Ariadna es, por supuesto, la narradora encargada de guiarnos a través El jardín dorado. Su nombre no aparece nunca en la historia, como no lo hacen los de los demás actores, definidos por su principal atributo. La Creta recreada por Martín Garzo recoge el recuerdo de las tierras habitadas por mujeres extraordinarias, como la isla de Ávalon o las Hespérides -todas ellas, por supuesto, territorios insulares, aislados y remotos-. El escritor vallisoletano retoma parte de la mitología cretense -el rey Minos y su esposa, Dédalo, las diosas de las serpientes, los bailarines del toro o de la grulla, el inconcebible minotauro- para hacer eclosionar su potencial, que es enorme. Y así, las historias que parecían ya cerradas y completas, se retuercen y adquieren nuevas formas.
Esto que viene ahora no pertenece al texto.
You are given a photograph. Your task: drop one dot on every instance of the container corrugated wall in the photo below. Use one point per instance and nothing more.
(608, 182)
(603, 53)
Martín Garzo nos deja mirar a través de su caleidoscopio y encontramos que Pasífae era en verdad una reina extraña, que soñaba con animales blancos. Que el inventor Dédalo la amaba y realizaba para ella todo tipo de ingenios. Que Ariadna y el minotauro contaban con varias hermanas con extraños dones y querencias -por la vida, por el sueño, por la esencia, por la entrega-. Que el amor, la tragedia y el sentido de lo maravilloso iban de la mano.

Unas historias -juega a decirnos el autor- que, su vez, pudieron muy bien ser germen de otros mitos, esparcidos desde un primigenio ovillo de leyendas por todo occidente.

Con El jardín dorado, Gustavo Martín Garzo nos regala, envuelto en un lenguaje suave y lírico, un libro que tiene el aspecto de ser homenaje a un mundo. Y que termina siendo un libro trampa: páginas en las que dejarse atrapar con gusto.